« Comptez les grues » dit-on dans le bâtiment pour apprécier la conjoncture. Les grues sont pléthore et la reprise est évidente : nos villes font tourner les bétonnières. Mais pour quoi faire ? Pendant la pandémie, il était évident pour tous ce que « rien ne serait comme avant ». Mais qu’est-ce qui a changé dans la construction ? C’est le sens de ce hors-série que d’interroger ce qui se dessine sur notre territoire régional, pour penser ce qui se construit et ce qui se vivra demain.
En fait les professionnels disent à l’unisson, que la pandémie a accéléré des tendances déjà à l’œuvre, à bas bruit, depuis une dizaine d’années.

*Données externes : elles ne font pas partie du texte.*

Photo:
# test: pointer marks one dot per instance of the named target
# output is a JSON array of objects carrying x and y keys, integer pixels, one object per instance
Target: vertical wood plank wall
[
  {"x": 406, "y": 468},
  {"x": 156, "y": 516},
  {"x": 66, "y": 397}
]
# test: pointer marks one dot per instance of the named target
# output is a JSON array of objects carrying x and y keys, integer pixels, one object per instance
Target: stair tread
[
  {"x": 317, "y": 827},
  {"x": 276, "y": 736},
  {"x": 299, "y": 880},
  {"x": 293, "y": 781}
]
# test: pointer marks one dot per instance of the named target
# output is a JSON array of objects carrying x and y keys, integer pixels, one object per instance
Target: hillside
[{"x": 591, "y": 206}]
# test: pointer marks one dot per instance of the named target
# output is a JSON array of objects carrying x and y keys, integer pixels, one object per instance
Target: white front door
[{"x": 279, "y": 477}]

Le dernier Mipim a montré que la préoccupation de l’écoconstruction s’impose à tous et que les promoteurs font assaut de démonstrations sur leur bilan carbone, leur isolation, leur aération, leurs coûts de chauffage et de refroidissement. Julie Rampal nous rend compte des tendances du marché international cannois. Et Jean-Pierre Largillet nous relate comment Sophia-Antipolis est en train de reconstruire Sophia-Antipolis sans s’étendre au détriment de la garrigue.

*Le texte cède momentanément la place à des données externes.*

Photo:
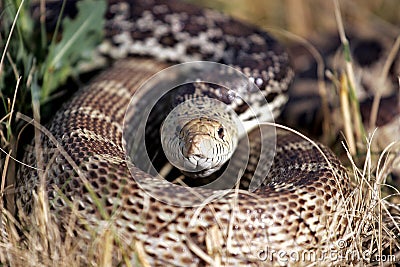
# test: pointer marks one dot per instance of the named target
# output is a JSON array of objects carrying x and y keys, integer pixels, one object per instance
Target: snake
[{"x": 88, "y": 175}]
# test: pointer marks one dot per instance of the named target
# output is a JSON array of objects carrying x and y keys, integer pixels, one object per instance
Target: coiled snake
[{"x": 293, "y": 209}]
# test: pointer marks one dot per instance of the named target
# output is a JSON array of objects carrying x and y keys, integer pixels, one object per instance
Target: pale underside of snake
[{"x": 295, "y": 206}]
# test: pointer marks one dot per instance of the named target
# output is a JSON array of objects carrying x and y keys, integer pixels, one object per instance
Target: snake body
[{"x": 86, "y": 171}]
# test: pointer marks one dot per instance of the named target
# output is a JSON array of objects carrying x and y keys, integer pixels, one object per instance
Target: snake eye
[{"x": 221, "y": 133}]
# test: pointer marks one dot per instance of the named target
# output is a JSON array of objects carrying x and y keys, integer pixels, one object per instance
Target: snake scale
[{"x": 294, "y": 209}]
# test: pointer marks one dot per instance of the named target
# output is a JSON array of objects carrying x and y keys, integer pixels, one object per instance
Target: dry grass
[{"x": 372, "y": 213}]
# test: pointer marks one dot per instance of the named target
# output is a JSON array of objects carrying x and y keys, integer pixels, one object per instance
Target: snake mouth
[{"x": 198, "y": 150}]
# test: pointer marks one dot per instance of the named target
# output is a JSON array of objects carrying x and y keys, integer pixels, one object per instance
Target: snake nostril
[{"x": 221, "y": 133}]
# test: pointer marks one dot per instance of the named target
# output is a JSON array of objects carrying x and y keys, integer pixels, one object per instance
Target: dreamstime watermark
[{"x": 336, "y": 253}]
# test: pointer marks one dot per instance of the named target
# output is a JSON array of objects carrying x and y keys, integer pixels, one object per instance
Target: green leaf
[{"x": 79, "y": 39}]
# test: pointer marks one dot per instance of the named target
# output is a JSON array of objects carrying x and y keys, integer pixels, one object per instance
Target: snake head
[{"x": 205, "y": 145}]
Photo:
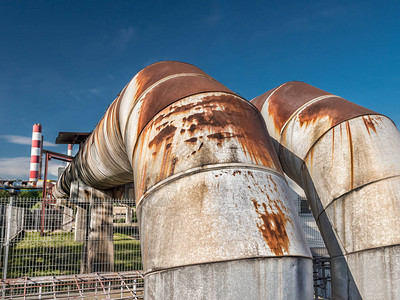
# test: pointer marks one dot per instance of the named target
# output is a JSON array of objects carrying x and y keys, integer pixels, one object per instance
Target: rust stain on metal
[
  {"x": 333, "y": 143},
  {"x": 167, "y": 92},
  {"x": 369, "y": 123},
  {"x": 288, "y": 98},
  {"x": 191, "y": 140},
  {"x": 166, "y": 133},
  {"x": 335, "y": 108},
  {"x": 272, "y": 226},
  {"x": 351, "y": 154}
]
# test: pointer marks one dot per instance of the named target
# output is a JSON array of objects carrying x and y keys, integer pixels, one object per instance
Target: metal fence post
[{"x": 7, "y": 239}]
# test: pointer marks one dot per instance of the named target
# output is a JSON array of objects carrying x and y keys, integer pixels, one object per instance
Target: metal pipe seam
[
  {"x": 227, "y": 260},
  {"x": 357, "y": 188},
  {"x": 163, "y": 127},
  {"x": 205, "y": 168},
  {"x": 324, "y": 146}
]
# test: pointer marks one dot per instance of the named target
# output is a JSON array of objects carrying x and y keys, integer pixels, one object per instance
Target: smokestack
[
  {"x": 36, "y": 152},
  {"x": 69, "y": 153}
]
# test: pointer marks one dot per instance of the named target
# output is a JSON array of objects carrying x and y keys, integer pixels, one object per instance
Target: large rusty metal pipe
[
  {"x": 346, "y": 158},
  {"x": 215, "y": 220}
]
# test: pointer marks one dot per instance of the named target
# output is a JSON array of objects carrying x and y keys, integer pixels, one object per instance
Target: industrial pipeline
[
  {"x": 212, "y": 201},
  {"x": 346, "y": 158}
]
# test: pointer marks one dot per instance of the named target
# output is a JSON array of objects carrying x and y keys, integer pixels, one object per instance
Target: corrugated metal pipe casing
[
  {"x": 346, "y": 158},
  {"x": 215, "y": 221}
]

L’écoconstruction devient la norme
Dans ce que chacun revendique sous le vocable d’écoconstruction, il y a, d’une part ce qui relève de la loi, de la règle, de la norme, et d’autre part le supplément d’écologie, de verdissement que le promoteur ajoute au projet. Rémi Liogier fait le point avec le CSTB sur les définitions de base et la prospective des normes de nos habitats et de nos bureaux.
Le télétravail a été imposé de façon impromptue et massive, il y a deux ans, le 16 mars 2020, dans un vaste mouvement de « bricolage » collectif et individuel, qui de façon étonnante a fort bien marché.
47 % des employés ont télétravaillé pendant les confinements en 2020
Chacun en tire les leçons : les salariés ne veulent plus bosser sur un coin de table dans le brouhaha familial, dans l’inconfort du provisoire et les employeurs s’interrogent sur le sens de leur siège, sur leur management des équipes et sur ce qu’il faudra retenir de cet épisode historique.
Les espaces de coworking se sont déployés avec des offres plus ouvertes, plus conviviales, plus transversales. Margot Geay, fait le point sur cette offre qui a changé le paysage économique du centre-ville phocéen. Mais, leurs managers s’interrogent sur la pérennité de ce marché qui tient, Hugues Parant le rappelle dans une tribune, à la prolifération des « autoentrepreneurs intellectuels ». D’autres lieux de coworking verront peut-être le jour, plus près du domicile, mais pas forcément dans les espaces tertiarisés.
Mais le fait majeur c’est la volonté de toutes les familles, à la fois de se rapprocher du lieu de travail et de disposer d’espaces en extérieur si possible, conviviaux, naturels, mais proche des activités commerciales et culturelles. La quadrature du cercle !
La ville du 21e siècle s’invente enfin à Nice et à Marseille
C’est ce défi que relèvent les deux opérations d’intérêt national, OIN, qui s’édifient à l’est et à l’ouest de notre région : Euroméditerranée à Marseille et Nice Eco-vallée sur la Côte d’Azur. Sur ces deux territoires, qui bénéficient d’un management unique, cohérent, planifié, public, la volonté est bien de mixer, d’hybrider, de croiser les fonctionnalités territoriales. Nous rompons, enfin avec la spécialisation fonctionnelle, qui a écartelé nos villes. Jean-Pierre Largillet, notre partenaire et correspondant à Sophia-Antipolis, nous révèle ainsi comment la ville de Nice reprend le leadership économique dans le département grâce à un éco quartier qui s’installe dans une zone ingrate. L’Établissement public Euroméditerranée a lui aussi, depuis sa création, mis en œuvre une planification qui fait place au logement comme aux bureaux, aux espaces publics, aux équipements de loisirs. Il est en train de s’inventer aux deux extrémités de la région, une nouvelle façon de faire la ville, de rendre attractif, non plus simplement un bâtiment, mais un quartier et de relier ces « villes nouvelles » avec leurs centres historiques.
Les entrepreneurs-aménageurs : une offre novatrice de qualité de vie au travail
Enfin dans ce paysage des aménageurs, femmes et hommes du public, professionnels de l’acte de bâtir, s’invitent les entrepreneurs, qui veulent faire de leur lieu de travail des lieux de vie. Nous ne retournons pas aux maîtres de forges qui construisaient des « cités » avec les maisons des ouvriers, les villas des cadres, l’église, l’école et la mairie. Nous sommes face à une offre novatrice de qualité de vie au travail, un positionnement neuf, une volonté de créer un écosystème créatif et attractif. Richard Michel nous entraîne dans ces projets audacieux.